Learning the multiclass classifier took about 3mn and 35s. To conclude, we provide a last more classical example
of learning l2-logistic regression classifiers on the same dataset, in a one-vs-all fashion.
::
   import cyanure as cyan
   import numpy as np
   #load ckn_mnist dataset 10 classes, n=60000, p=2304
   data=np.load('ckn_mnist.npz'); y=data['y']; X=data['X']
   #center and normalize the rows of X in-place, without performing any copy
   cyan.preprocess(X,centering=True,normalize=True,columns=False) 
   #declare a multinomial logistic classifier with group Lasso regularization
   classifier=cyan.MultiClassifier(loss='logistic',penalty='l2')
   # uses the auto solver by default, performs at most 500 epochs
   classifier.fit(X,y,lambd=0.01/X.shape[0],max_epochs=500,tol=1e-3) 

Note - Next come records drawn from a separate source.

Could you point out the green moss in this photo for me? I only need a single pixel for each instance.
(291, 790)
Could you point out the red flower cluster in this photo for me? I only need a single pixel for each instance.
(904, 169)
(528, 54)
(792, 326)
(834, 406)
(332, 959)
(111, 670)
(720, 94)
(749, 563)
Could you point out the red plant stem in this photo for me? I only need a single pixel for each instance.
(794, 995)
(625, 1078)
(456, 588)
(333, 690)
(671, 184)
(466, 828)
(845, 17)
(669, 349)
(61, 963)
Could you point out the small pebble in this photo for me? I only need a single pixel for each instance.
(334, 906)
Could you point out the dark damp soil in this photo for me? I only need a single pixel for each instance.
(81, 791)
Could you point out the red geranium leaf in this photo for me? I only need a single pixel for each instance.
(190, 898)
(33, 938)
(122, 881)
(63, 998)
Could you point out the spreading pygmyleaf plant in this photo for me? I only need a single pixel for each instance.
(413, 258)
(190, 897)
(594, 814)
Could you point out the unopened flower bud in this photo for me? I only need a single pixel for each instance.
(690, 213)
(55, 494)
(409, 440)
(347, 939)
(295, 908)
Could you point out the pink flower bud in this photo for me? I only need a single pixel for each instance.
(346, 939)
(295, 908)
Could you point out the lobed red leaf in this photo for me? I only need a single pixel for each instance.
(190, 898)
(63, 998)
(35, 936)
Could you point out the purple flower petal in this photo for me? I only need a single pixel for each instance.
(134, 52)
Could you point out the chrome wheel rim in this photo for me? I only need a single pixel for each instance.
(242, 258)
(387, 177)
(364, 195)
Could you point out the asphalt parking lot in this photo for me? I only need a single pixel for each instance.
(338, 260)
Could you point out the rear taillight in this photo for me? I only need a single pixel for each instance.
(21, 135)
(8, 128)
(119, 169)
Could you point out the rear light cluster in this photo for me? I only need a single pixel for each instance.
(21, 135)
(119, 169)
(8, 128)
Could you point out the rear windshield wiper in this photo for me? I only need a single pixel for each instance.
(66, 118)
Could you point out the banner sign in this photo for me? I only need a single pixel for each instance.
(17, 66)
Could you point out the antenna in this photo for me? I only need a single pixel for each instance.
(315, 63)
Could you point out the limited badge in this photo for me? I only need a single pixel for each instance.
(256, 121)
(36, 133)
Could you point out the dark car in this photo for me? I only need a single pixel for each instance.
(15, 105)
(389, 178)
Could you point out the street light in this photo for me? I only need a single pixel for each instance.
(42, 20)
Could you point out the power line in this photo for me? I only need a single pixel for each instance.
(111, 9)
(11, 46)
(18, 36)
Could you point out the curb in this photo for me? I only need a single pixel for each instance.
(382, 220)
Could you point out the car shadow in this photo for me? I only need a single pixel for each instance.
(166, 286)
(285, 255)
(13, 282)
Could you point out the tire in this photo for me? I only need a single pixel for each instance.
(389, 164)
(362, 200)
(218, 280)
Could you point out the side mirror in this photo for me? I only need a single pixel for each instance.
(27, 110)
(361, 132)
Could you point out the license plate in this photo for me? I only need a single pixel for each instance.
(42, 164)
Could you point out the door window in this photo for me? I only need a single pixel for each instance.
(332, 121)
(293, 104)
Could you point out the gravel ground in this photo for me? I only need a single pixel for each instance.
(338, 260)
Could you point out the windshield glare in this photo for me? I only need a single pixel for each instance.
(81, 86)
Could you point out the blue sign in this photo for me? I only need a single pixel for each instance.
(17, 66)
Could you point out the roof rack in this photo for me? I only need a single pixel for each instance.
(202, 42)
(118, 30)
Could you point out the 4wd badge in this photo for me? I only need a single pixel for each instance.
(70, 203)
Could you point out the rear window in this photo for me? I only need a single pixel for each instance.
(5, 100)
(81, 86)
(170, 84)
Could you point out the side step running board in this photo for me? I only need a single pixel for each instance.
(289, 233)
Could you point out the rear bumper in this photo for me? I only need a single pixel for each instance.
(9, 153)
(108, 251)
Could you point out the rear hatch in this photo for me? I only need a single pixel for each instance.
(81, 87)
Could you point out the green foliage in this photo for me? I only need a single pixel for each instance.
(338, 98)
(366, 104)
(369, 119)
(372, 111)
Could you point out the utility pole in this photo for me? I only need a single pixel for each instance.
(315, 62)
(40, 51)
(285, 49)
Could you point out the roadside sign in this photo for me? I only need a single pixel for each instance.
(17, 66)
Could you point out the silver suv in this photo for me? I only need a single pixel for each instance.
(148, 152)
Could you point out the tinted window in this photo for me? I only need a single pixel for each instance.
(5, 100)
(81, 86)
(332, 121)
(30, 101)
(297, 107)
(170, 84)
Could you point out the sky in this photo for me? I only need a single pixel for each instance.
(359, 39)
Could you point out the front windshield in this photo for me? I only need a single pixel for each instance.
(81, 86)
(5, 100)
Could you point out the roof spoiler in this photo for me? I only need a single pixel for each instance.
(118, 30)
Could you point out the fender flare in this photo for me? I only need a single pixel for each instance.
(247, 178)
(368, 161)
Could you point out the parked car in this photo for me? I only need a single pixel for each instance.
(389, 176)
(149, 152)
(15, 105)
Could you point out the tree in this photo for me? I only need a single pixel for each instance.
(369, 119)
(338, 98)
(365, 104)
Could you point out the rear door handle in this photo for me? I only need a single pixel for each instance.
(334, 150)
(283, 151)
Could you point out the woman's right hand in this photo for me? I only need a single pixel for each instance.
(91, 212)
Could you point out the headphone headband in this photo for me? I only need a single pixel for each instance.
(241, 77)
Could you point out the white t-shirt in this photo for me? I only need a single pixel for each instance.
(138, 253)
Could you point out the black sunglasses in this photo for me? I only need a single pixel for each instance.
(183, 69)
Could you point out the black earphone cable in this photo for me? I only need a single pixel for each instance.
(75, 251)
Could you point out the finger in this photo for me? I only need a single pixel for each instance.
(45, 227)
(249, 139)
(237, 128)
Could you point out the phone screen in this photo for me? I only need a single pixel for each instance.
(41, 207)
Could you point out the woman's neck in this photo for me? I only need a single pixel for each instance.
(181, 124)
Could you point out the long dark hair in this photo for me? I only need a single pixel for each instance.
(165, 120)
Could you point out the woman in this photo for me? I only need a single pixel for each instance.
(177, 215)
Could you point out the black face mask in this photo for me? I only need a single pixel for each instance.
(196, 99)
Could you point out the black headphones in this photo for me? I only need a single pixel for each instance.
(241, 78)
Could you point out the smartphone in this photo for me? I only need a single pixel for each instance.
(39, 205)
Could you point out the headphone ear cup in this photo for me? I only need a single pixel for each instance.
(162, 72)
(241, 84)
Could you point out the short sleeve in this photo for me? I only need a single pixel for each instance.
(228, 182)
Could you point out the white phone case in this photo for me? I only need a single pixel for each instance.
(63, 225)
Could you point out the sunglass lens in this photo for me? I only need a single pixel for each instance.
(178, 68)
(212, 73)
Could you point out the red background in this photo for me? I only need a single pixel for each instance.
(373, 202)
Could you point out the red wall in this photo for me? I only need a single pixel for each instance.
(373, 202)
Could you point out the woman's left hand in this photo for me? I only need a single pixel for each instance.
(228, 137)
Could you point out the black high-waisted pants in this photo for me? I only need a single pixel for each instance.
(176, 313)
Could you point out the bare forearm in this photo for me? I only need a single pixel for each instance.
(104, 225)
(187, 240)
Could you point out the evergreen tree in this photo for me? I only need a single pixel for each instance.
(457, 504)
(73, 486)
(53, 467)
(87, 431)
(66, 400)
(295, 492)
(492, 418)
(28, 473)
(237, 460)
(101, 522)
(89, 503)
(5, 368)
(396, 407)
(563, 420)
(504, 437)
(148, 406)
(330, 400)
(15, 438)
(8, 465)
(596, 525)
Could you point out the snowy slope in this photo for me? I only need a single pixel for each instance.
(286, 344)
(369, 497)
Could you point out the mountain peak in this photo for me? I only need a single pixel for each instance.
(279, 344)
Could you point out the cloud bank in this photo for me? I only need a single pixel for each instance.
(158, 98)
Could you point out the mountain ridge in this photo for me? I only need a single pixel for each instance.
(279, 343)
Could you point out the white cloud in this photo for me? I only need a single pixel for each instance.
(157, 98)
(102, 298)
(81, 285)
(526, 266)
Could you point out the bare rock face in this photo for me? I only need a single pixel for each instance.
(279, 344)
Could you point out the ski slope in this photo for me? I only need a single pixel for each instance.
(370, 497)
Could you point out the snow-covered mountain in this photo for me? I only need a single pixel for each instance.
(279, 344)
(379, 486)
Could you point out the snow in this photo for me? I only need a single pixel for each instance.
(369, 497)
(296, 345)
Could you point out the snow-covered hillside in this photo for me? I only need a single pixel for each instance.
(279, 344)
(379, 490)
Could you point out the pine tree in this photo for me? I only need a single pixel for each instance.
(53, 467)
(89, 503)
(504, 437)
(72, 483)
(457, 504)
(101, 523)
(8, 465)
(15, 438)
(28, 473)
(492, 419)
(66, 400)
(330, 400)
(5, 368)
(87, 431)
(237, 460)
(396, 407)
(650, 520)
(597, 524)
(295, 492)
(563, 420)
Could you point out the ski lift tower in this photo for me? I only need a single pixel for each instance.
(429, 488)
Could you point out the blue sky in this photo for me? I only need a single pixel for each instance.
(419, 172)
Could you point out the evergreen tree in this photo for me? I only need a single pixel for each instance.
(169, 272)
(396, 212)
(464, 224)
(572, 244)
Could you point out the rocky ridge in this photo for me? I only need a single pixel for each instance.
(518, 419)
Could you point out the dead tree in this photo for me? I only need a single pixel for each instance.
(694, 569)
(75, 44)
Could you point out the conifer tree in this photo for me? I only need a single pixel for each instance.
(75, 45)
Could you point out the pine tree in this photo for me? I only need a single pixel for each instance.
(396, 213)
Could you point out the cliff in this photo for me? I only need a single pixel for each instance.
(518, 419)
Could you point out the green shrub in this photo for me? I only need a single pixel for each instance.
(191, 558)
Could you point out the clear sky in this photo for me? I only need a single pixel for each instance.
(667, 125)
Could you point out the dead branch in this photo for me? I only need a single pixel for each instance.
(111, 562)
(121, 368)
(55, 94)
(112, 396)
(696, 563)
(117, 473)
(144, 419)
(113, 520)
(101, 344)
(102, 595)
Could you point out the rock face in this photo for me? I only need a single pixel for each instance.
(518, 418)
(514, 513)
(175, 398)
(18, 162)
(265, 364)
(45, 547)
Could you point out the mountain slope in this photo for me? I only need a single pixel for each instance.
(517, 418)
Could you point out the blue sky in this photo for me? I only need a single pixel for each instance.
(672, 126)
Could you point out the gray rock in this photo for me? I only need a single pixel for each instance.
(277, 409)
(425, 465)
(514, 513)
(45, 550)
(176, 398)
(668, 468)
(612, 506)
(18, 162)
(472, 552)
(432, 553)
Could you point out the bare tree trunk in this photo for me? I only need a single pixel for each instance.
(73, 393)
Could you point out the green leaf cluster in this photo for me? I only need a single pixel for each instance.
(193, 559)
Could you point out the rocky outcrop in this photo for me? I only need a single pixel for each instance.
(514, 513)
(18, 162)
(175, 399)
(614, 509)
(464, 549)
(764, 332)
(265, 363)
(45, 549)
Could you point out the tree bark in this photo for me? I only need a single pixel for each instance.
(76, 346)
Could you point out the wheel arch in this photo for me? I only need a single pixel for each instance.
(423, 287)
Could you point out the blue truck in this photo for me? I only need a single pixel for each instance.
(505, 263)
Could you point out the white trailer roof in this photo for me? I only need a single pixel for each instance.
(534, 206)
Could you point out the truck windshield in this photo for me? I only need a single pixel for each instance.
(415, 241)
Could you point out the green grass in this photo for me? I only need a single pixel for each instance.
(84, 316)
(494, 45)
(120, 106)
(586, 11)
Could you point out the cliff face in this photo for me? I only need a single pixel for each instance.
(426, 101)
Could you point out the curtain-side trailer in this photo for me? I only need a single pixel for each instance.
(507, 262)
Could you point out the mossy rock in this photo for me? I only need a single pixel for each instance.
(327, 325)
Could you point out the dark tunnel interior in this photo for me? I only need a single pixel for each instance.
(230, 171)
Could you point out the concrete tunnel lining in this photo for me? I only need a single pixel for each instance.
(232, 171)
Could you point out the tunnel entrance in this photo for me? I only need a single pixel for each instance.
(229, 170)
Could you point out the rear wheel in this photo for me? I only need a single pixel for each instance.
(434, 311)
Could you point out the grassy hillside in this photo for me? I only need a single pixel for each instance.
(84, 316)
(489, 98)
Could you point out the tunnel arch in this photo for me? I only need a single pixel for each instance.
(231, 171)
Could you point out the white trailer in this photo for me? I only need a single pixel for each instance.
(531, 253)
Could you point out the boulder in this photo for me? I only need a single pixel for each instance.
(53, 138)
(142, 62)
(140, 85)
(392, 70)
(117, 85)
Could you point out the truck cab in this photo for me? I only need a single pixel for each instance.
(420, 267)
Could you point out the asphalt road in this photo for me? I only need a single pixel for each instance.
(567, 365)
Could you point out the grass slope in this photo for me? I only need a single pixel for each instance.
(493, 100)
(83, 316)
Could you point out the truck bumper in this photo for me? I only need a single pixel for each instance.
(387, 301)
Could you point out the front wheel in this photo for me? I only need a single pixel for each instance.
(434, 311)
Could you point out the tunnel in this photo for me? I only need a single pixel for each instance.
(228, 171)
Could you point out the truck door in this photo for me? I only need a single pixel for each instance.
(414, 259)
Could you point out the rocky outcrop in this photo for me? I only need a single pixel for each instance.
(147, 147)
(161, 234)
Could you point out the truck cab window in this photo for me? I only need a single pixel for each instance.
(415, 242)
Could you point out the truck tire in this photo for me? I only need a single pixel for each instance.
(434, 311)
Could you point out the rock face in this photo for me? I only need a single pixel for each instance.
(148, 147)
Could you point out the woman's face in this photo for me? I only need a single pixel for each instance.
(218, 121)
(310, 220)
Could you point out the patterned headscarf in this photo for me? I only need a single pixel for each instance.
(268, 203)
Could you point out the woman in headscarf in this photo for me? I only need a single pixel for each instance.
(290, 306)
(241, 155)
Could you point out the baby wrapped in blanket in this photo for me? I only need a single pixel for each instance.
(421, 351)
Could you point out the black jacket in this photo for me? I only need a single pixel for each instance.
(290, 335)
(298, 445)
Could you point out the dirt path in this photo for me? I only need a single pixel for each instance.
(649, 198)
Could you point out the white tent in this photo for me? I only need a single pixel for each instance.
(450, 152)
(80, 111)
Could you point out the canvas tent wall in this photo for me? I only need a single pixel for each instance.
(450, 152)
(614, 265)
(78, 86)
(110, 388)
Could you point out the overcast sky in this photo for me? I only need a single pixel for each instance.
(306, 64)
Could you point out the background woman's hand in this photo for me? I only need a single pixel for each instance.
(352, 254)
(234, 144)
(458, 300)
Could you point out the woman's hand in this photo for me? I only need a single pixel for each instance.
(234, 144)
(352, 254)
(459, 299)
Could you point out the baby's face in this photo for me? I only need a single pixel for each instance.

Then, the 10 classifiers are learned in parallel using the four cpu cores
(still on the same laptop), which gives the following output after about 1mn
::
   Matrix X, n=60000, p=2304
   Solver 4 has terminated after 30 epochs in 36.3953 seconds
      Primal objective: 0.00877348, relative duality gap: 8.54385e-05
   Solver 8 has terminated after 30 epochs in 37.5156 seconds
      Primal objective: 0.0150244, relative duality gap: 0.000311491
   Solver 9 has terminated after 30 epochs in 38.4993 seconds
      Primal objective: 0.0161167, relative duality gap: 0.000290268
   Solver 7 has terminated after 30 epochs in 39.5971 seconds
      Primal objective: 0.0105672, relative duality gap: 6.49337e-05
   Solver 0 has terminated after 40 epochs in 45.1612 seconds
      Primal objective: 0.00577768, relative duality gap: 3.6291e-05
   Solver 6 has terminated after 40 epochs in 45.8909 seconds
      Primal objective: 0.00687928, relative duality gap: 0.000175357
   Solver 2 has terminated after 40 epochs in 45.9899 seconds
      Primal objective: 0.0104324, relative duality gap: 1.63646e-06
   Solver 5 has terminated after 40 epochs in 47.1608 seconds
      Primal objective: 0.00900643, relative duality gap: 3.42144e-05
   Solver 3 has terminated after 30 epochs in 12.8874 seconds
      Primal objective: 0.00804966, relative duality gap: 0.000200631
   Solver 1 has terminated after 40 epochs in 15.8949 seconds
      Primal objective: 0.00487406, relative duality gap: 0.000584138
   Time for the one-vs-all strategy
   Time elapsed : 62.9996

Note that the toolbox also provides the classes LinearSVC and LogisticRegression that are near-compatible with scikit-learn's API.